BANDUNG, Arcus GPIB – Semiloka “Gereja dan Demokrasi” yang digelar Departemen Germasa GPIB dibuka Ketua II Majelis Sinode GPIB Pendeta Manuel E. Raintung Minggu 27/10/2024 berjalan mulus dalam dinamika hangat di GPIB Sejahtera Bandung.
Cukup banyak peserta yang menghadiri Semiloka “Gereja dan Demokrasi” yang juga dihadiri Fungsionaris MS GPIB yakni Pendeta Manuel E. Raintung, Penatua Ivan G. Lantu, Panatua Edy Soei Ndoen, dan Penatua Victor Pangkerego serta Ketua Dept.

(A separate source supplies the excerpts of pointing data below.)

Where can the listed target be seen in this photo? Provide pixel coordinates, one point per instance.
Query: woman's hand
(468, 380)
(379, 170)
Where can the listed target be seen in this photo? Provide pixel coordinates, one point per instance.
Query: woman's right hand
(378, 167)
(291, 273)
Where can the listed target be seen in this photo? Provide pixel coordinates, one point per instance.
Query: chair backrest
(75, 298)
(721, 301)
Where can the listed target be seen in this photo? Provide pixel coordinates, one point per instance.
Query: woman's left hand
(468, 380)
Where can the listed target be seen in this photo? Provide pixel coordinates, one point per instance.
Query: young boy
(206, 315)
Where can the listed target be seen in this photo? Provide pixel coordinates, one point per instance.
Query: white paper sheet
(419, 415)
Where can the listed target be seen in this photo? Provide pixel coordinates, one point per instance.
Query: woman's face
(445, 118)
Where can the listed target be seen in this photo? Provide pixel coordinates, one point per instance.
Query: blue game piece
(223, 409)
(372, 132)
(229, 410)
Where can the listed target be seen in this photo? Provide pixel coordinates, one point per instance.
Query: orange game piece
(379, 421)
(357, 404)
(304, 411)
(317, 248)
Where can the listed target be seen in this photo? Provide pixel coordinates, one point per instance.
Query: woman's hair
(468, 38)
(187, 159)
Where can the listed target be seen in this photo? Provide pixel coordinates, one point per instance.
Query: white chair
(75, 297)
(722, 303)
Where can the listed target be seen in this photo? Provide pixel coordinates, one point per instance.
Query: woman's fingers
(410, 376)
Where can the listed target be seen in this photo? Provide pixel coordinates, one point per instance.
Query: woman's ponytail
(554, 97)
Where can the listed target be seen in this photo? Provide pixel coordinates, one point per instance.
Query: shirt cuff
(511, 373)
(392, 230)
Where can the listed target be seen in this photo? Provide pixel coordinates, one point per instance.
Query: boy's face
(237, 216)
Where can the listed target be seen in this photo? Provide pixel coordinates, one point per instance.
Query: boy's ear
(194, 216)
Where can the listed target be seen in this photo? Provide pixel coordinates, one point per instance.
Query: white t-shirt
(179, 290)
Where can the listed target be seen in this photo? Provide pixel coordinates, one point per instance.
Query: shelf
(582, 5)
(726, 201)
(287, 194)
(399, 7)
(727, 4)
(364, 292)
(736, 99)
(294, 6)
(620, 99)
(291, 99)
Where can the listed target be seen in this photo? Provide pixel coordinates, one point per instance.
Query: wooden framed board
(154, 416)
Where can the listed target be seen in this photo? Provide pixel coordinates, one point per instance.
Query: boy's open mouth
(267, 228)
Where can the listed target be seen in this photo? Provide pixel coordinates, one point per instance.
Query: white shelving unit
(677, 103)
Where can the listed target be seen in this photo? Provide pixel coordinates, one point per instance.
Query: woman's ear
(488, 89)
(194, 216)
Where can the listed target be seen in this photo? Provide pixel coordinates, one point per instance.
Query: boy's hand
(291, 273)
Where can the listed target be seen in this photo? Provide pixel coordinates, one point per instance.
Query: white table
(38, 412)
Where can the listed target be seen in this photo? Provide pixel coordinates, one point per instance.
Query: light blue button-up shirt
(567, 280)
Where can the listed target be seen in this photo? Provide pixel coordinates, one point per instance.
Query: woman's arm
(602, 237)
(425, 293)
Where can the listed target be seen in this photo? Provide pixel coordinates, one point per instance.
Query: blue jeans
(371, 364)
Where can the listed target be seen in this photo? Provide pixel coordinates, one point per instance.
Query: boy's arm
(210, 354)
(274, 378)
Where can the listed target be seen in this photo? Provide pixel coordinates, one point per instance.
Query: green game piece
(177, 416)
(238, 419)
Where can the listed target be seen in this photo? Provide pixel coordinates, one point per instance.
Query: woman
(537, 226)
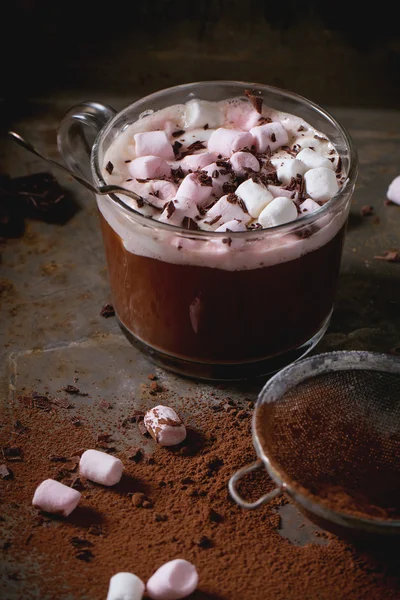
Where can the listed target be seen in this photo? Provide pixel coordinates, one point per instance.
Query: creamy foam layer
(229, 251)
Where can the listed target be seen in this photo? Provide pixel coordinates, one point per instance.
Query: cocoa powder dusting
(175, 505)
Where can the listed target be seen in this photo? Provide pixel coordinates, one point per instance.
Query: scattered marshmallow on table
(164, 426)
(192, 188)
(199, 161)
(55, 497)
(200, 112)
(288, 168)
(243, 161)
(227, 141)
(174, 580)
(224, 211)
(272, 134)
(393, 193)
(255, 196)
(312, 159)
(149, 167)
(234, 225)
(125, 586)
(154, 143)
(321, 183)
(281, 210)
(100, 467)
(308, 206)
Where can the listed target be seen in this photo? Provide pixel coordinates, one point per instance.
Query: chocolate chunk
(389, 256)
(12, 453)
(107, 311)
(178, 133)
(367, 210)
(80, 542)
(189, 223)
(85, 555)
(74, 391)
(256, 101)
(5, 472)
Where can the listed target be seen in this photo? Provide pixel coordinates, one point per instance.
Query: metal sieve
(332, 422)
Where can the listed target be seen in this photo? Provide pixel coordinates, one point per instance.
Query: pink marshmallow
(262, 135)
(309, 206)
(227, 211)
(198, 161)
(191, 188)
(277, 191)
(183, 207)
(100, 467)
(241, 161)
(234, 225)
(55, 497)
(227, 141)
(164, 190)
(164, 426)
(393, 193)
(174, 580)
(149, 167)
(217, 180)
(154, 143)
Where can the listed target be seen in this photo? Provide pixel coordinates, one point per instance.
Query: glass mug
(201, 304)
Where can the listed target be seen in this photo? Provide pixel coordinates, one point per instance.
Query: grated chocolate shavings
(256, 101)
(189, 223)
(178, 133)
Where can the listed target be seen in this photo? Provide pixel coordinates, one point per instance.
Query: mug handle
(74, 143)
(235, 494)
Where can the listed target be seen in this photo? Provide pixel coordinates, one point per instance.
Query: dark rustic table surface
(53, 284)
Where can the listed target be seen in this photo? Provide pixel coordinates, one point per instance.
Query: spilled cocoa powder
(184, 511)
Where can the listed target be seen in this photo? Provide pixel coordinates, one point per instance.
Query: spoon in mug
(101, 190)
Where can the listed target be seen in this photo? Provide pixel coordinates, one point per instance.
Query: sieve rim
(289, 377)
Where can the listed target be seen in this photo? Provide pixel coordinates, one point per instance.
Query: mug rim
(201, 234)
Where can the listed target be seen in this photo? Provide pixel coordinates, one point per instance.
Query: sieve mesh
(338, 430)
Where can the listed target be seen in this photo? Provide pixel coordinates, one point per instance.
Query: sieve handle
(235, 494)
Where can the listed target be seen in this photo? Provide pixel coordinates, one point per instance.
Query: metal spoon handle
(102, 190)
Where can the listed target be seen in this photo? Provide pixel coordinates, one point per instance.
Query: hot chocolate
(217, 263)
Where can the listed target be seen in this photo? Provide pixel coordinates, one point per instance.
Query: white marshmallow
(281, 210)
(241, 161)
(198, 161)
(393, 193)
(184, 207)
(153, 143)
(101, 467)
(312, 159)
(262, 135)
(227, 211)
(308, 206)
(288, 168)
(191, 188)
(227, 141)
(174, 580)
(149, 167)
(55, 497)
(255, 196)
(233, 225)
(125, 586)
(321, 183)
(200, 112)
(164, 426)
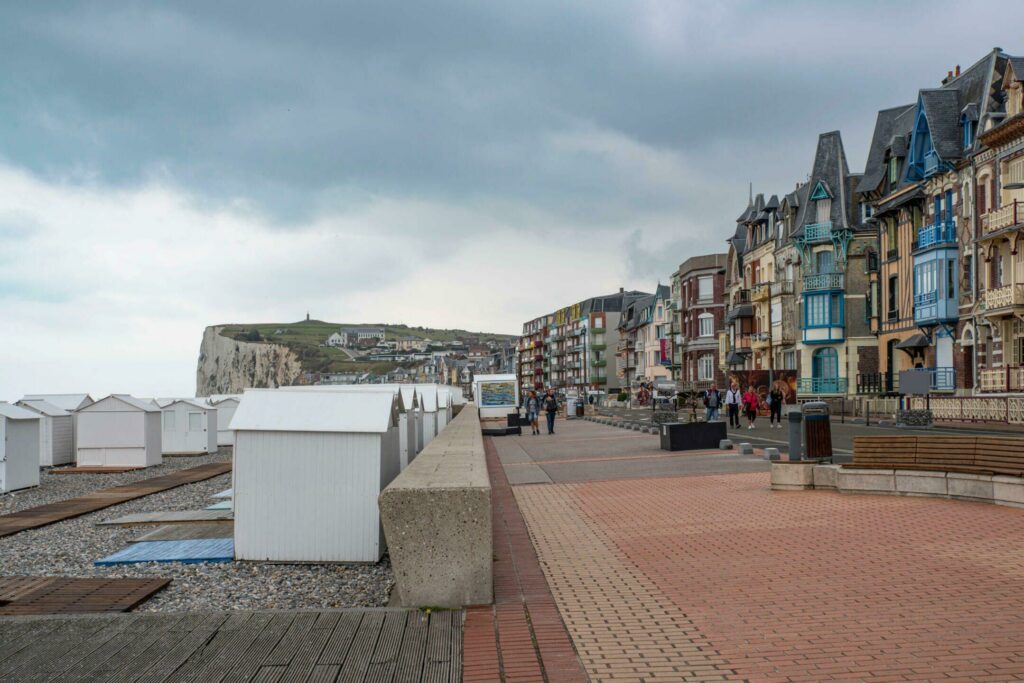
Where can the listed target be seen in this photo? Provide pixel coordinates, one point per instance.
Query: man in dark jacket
(713, 401)
(550, 406)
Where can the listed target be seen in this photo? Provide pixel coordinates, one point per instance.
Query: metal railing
(823, 281)
(1005, 216)
(815, 385)
(1011, 295)
(818, 231)
(937, 233)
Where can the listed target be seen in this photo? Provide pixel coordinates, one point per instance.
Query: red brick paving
(521, 637)
(717, 577)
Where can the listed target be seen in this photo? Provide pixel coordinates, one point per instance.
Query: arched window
(825, 367)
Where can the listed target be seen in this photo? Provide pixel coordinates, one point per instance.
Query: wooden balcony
(1004, 297)
(1006, 216)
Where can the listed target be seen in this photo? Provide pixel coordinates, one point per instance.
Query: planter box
(1008, 491)
(876, 481)
(825, 476)
(691, 436)
(970, 486)
(792, 476)
(913, 482)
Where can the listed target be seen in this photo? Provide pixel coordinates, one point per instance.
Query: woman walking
(751, 406)
(534, 412)
(775, 398)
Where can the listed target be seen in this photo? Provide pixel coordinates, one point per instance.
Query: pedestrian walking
(751, 406)
(534, 412)
(775, 398)
(550, 406)
(733, 398)
(713, 400)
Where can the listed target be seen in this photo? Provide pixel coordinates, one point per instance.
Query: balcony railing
(817, 385)
(823, 281)
(871, 383)
(942, 379)
(1005, 216)
(1011, 295)
(937, 233)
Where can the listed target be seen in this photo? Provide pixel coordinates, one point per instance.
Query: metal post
(796, 432)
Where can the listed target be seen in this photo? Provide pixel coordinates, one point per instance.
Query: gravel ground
(69, 549)
(53, 487)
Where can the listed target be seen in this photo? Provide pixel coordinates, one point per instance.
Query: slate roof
(885, 127)
(830, 168)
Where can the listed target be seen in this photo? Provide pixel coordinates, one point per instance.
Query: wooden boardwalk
(349, 645)
(54, 512)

Germasa Penatua Alex Mandalika.
Usai pembukaan tersebut, Panitia menghadirkan Pengamat Politik Rocky Gerung yang menyampaikan masukan-masukan berarti bagi pengembangan gereja pada umumnya kaitannya dengan demokratisasi gereja.
Ketua II Majelis Sinode GPIB Pendeta Manuel E. Raintung mengatakan, tujuan diadakannya Semiloka “Gereja dan Demokrasi” adalah untuk memperkuat pemahaman gereja tentang politik dan demokrasi untuk berperan dalam pemajuan demokrasi.

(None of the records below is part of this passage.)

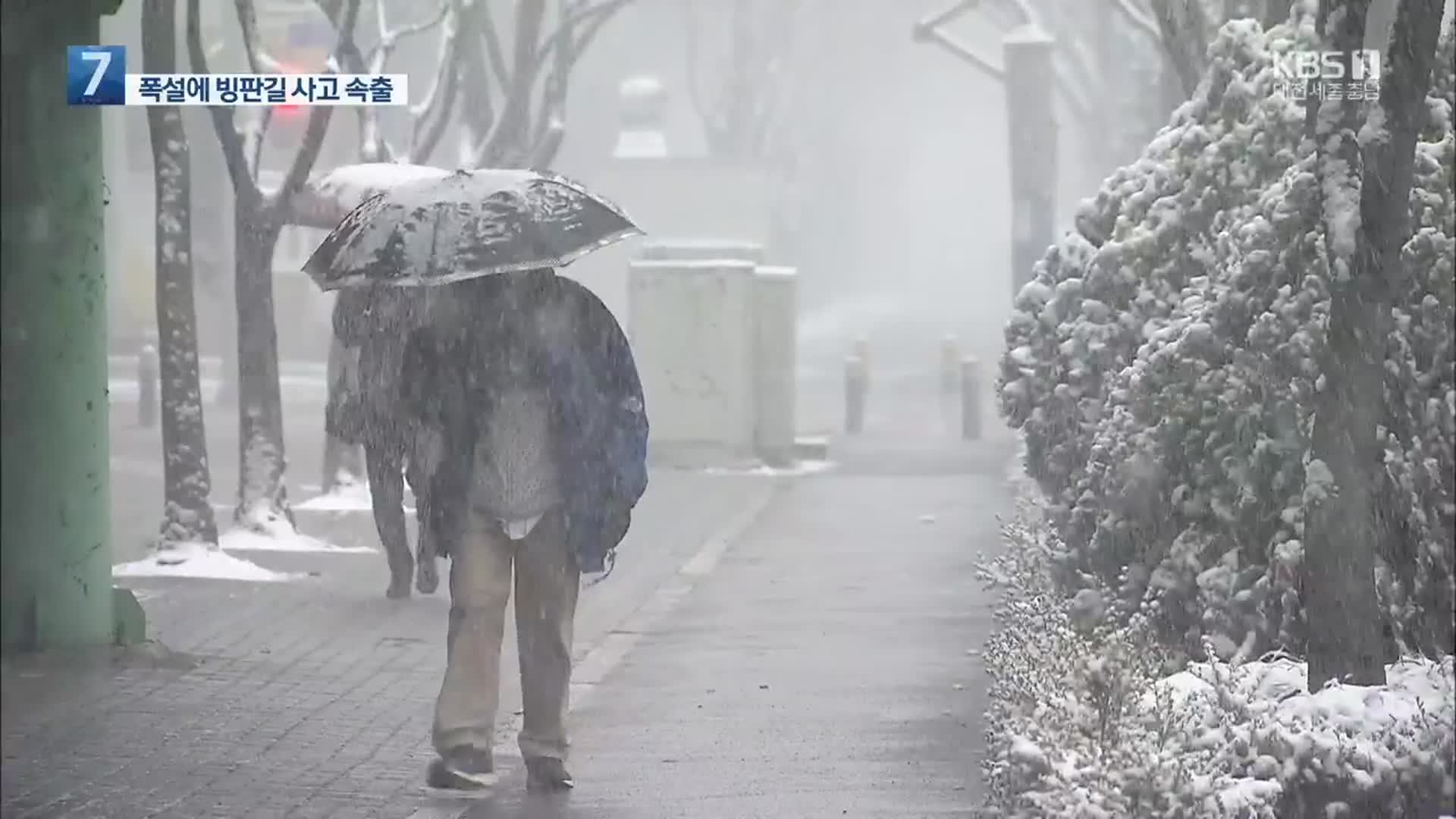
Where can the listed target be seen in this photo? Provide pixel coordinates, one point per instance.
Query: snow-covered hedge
(1163, 369)
(1088, 719)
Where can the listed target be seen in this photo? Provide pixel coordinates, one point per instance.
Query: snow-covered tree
(1166, 360)
(187, 516)
(258, 218)
(1365, 164)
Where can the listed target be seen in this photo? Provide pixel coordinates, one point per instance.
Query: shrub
(1087, 722)
(1163, 371)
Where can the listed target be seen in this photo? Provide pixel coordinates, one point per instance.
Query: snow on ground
(353, 497)
(200, 561)
(764, 471)
(245, 541)
(275, 535)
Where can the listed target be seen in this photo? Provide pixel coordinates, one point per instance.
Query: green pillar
(55, 545)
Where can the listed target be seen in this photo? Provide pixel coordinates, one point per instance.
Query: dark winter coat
(599, 425)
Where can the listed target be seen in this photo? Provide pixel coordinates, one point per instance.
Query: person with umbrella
(532, 387)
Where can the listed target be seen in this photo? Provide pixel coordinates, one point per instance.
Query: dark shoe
(545, 773)
(463, 768)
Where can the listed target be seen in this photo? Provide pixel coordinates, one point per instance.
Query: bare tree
(1366, 168)
(737, 86)
(258, 216)
(513, 111)
(1184, 28)
(187, 515)
(428, 120)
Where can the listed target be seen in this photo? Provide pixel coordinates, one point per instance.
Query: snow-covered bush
(1163, 369)
(1088, 722)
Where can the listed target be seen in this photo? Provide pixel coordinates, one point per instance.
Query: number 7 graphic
(96, 74)
(104, 57)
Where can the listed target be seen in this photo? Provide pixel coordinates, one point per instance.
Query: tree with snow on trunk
(1366, 165)
(187, 518)
(258, 218)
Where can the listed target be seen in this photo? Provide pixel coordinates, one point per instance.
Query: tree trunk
(187, 516)
(1343, 528)
(262, 497)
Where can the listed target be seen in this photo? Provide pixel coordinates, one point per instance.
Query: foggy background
(902, 168)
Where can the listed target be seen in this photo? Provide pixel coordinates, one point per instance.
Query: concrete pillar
(55, 474)
(692, 330)
(642, 133)
(856, 388)
(777, 362)
(970, 398)
(702, 249)
(1033, 133)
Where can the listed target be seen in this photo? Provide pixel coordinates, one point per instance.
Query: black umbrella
(466, 224)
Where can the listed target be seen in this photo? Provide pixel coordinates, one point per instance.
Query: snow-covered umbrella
(465, 224)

Ia juga menyebutkan, tujuan semiloka juga untuk membuat pemetaan untuk melihat peran politik seperti apa yang bisa dilakukan gereja dalam rangka pemajuan demokrasi serta merancang strategi keterlibatan dan partisipasi gereja (GPIB) yang lebih bermakna dan bertanggungjawab dalam konteks kehidupan kebangsaan.
Kegiatan ini, kata Pendeta Manuel, bisa saja dilihat sebagai tindak lanjut dari program Pendidikan Politik yang dilaksanakan dalam proses pemilu lalu, namun juga merupakan wujud tanggung jawab profetik GPIB ditengah bangsa ini.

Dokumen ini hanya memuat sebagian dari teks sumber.